We recommend alternatives to the power-based approach for choosing and justifying sample sizes for early studies of new ideas. An established alternative in the statistical literature is the “value of information” approach (4
), but this has rarely been used in practice. It calculates both the cost and value that can be expected over a range of sample sizes, choosing the one that maximizes value minus cost. The methods, however, may be too complex for frequent use with early studies.
A more recent proposal is to examine nine possibilities for the estimated effect and confidence interval that a study may produce (1
). These possibilities result from three different possible effect sizes (the one that is expected or hoped for, no effect, and a possibility in between) and three levels of background uncertainty (best guess, high uncertainty, and low uncertainty). A proposal then discusses how valuable the study would be under each possibility.

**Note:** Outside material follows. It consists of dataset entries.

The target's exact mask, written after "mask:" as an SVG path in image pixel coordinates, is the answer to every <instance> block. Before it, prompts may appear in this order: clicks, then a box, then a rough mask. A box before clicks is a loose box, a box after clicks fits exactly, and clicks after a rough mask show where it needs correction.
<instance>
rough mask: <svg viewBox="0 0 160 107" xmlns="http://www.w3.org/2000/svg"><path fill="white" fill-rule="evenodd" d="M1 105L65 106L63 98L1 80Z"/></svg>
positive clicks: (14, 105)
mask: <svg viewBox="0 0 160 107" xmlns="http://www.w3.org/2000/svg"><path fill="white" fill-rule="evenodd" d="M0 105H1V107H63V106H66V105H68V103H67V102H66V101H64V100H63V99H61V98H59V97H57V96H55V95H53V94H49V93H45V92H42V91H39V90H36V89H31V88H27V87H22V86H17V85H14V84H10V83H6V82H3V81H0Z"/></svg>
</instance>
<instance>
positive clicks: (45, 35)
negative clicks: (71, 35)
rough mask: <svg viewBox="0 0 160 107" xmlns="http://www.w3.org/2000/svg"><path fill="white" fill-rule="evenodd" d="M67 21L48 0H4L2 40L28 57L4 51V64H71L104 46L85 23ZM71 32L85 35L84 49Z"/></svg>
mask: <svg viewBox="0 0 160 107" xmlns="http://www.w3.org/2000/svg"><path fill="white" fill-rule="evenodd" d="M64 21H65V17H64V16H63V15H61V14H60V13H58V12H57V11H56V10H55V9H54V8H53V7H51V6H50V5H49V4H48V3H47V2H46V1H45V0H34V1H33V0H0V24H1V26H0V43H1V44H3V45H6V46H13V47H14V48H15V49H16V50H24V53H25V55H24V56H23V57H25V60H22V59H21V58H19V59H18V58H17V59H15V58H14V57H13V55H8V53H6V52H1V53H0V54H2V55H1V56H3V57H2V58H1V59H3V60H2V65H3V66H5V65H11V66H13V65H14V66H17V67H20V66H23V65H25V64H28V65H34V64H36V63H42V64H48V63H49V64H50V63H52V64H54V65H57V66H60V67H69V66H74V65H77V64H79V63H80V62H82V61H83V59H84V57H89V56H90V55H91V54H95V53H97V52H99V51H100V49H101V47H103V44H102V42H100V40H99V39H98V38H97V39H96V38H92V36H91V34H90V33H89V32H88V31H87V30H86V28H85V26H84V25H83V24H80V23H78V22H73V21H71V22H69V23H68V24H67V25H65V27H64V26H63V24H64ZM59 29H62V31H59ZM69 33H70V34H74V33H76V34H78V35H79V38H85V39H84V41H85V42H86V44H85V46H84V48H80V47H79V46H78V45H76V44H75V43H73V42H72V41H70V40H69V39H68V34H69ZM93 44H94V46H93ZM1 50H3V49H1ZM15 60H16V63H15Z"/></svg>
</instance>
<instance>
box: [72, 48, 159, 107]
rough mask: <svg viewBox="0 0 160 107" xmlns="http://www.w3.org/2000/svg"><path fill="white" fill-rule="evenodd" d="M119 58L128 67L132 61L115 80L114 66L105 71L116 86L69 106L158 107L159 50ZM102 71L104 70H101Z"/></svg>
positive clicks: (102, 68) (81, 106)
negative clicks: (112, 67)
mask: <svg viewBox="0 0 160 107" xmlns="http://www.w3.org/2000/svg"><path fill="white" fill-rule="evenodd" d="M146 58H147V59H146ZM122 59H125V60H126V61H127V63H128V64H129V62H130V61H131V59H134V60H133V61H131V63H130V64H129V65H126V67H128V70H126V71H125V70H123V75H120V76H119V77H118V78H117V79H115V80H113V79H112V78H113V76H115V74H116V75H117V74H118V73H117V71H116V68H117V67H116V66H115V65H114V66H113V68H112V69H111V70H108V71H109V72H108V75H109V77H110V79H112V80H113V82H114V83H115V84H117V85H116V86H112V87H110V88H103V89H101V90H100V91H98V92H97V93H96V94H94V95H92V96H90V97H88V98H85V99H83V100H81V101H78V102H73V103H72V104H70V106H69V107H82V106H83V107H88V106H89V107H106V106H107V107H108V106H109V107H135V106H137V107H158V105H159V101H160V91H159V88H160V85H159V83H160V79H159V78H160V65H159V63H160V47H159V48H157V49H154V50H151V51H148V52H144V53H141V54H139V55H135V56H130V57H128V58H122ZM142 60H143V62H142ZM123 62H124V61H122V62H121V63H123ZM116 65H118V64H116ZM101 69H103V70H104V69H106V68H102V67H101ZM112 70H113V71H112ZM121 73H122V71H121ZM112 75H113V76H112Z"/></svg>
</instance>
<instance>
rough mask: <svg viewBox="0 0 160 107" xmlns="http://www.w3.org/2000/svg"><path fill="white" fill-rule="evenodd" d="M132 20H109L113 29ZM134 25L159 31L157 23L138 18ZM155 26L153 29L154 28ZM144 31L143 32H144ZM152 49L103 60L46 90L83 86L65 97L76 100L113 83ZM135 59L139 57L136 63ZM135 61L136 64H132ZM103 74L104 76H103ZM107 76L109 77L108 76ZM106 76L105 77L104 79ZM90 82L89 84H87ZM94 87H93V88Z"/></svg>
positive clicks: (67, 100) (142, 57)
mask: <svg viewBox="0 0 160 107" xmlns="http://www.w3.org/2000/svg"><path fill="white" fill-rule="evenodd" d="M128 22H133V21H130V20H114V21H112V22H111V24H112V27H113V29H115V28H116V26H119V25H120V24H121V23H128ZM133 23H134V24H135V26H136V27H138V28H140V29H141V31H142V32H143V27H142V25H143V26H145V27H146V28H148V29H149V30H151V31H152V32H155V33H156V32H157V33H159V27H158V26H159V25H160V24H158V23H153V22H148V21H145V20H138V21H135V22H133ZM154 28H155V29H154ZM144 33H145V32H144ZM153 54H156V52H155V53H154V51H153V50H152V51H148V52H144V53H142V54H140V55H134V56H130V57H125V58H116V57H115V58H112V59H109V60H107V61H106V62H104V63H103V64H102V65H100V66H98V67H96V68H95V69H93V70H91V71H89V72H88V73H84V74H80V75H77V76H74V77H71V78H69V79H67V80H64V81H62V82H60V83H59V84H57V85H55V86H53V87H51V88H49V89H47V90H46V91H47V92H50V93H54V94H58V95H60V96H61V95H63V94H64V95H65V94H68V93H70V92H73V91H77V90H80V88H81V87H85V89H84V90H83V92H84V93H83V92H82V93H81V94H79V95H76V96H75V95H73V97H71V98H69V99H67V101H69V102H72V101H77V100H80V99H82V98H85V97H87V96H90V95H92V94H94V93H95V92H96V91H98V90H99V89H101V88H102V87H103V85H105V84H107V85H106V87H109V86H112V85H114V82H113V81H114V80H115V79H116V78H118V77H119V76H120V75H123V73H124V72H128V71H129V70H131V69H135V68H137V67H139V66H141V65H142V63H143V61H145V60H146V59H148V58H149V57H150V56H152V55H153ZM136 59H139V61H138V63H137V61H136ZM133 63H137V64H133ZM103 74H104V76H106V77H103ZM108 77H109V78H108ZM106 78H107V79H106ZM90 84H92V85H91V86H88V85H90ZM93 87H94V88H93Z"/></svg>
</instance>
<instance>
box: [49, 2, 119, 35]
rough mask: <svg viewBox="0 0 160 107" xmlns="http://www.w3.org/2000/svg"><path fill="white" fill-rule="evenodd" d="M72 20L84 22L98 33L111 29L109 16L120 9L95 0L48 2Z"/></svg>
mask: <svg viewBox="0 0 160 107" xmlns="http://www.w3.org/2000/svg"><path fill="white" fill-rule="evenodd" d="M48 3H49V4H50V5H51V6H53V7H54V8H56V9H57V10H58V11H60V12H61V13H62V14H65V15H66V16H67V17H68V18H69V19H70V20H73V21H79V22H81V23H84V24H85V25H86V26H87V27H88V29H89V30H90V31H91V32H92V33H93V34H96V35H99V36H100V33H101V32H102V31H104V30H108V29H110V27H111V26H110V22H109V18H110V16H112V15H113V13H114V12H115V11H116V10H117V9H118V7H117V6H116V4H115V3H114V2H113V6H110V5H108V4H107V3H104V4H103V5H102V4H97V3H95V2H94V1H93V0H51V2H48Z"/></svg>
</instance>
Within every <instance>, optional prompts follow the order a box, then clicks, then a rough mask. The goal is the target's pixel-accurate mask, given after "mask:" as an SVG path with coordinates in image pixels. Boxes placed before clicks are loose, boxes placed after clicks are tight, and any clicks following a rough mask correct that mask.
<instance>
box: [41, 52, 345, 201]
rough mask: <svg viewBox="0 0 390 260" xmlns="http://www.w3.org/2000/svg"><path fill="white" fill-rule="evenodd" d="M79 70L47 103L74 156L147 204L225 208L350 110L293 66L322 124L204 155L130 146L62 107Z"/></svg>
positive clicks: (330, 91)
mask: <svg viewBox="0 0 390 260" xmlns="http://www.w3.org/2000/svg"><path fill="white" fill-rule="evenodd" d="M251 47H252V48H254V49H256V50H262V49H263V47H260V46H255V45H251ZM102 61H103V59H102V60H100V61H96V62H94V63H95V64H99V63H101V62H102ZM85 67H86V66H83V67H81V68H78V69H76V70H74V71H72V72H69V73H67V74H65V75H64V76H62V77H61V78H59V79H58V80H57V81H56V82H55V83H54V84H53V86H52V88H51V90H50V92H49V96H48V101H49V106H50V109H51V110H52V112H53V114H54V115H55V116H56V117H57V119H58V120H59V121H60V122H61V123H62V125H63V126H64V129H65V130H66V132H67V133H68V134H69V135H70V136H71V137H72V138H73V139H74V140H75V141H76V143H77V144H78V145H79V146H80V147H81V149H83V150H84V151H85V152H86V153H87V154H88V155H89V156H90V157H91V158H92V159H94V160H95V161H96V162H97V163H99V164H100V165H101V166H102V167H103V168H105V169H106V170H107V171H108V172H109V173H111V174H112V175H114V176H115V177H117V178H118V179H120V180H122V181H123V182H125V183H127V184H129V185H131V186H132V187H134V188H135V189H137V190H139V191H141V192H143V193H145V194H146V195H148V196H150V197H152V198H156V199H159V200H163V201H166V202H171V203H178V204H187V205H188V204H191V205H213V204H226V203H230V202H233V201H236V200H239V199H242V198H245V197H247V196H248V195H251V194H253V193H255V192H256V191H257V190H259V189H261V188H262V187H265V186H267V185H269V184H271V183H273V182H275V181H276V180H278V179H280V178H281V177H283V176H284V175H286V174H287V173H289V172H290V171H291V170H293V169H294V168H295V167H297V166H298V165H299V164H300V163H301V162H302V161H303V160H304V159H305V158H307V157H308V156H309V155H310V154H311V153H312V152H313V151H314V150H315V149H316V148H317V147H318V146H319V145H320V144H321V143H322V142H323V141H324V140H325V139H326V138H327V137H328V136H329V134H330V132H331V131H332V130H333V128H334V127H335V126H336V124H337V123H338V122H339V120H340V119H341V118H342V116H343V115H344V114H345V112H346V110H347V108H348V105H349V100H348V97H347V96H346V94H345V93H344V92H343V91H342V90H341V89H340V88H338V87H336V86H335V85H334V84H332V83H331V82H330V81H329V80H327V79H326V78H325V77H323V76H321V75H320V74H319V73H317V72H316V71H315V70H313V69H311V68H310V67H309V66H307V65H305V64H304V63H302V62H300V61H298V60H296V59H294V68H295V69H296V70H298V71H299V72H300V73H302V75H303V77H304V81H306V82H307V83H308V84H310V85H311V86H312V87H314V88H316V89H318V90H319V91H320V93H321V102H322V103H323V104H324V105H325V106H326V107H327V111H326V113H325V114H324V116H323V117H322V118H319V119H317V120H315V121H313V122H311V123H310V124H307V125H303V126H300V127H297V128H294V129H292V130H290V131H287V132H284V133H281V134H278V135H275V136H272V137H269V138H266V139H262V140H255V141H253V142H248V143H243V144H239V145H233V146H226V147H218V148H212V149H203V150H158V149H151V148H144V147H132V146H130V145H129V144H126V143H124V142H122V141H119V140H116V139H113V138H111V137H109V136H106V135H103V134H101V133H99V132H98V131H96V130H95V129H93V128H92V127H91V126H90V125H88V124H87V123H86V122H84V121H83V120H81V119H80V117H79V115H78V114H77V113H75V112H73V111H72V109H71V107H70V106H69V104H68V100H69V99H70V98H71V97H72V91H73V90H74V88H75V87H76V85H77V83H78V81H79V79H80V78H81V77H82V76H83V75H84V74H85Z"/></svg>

Another recently developed approach focuses on costs and diminishing returns to select sample sizes that cannot be validly criticized as “inadequate”, because they produce more projected value per dollar spent than any larger sample size (2
). Although the projected value of a study is difficult to quantify, specific projections are not needed for these methods: they rely only on the fact that projected value has diminishing marginal returns, which holds true regardless of how projected value is quantified (2
). For early studies, statistical arguments show that such a sample size is a choice called nroot
. This is determined by examining the projected total cost of the study at different possible sample sizes and then choosing the sample size that minimizes the ratio of total cost to the square root of the sample size. A spreadsheet performing the calculations is available as a supplemental file for reference (1
). The calculations are particularly simple if the total study cost is the sum of fixed costs, which do not depend on sample size, plus a set cost per subject. In such a linear cost case, nroot
is equal to the total fixed study costs divided by the incremental cost per subject.
Using nroot to plan a sample size can appropriately adapt to the cost concerns of innovative studies. Higher incremental costs per subject reduce nroot, reflecting the practical reality that very high per-subject costs make smaller sample sizes more desirable. When costs are extreme, nroot may be very small (even N=1), but in such cases larger sample sizes will often be impractical. Reviewers and funders must then evaluate whether a small and expensive study is worthwhile.
While we recommend using nroot
for innovative studies, sample sizes larger than nroot
might also be justifiable, especially when the idea is promising enough that the money spent to increase sample size above nroot
produces added projected value that exceeds the added expense (22
). Large studies may be practical for some innovative ideas, and we advocate more tolerance regarding sample size rather than a new form of knee-jerk intolerance directed at highly innovative studies with large sample sizes.
Finally, although the preceding approaches are valid and worthy of consideration, investigators may simply choose a sample size that has worked well for similar past studies. This approach lacks a theoretical justification but appeals to common sense. Importantly, such choices will generally seem reasonable and be affordable, making them a suitable solution in many cases. These common sense sample size determinations are familiar to most who do these types of studies, but they are difficult to justify to reviewers and regulators looking for an approach that seems more rigorous and objective.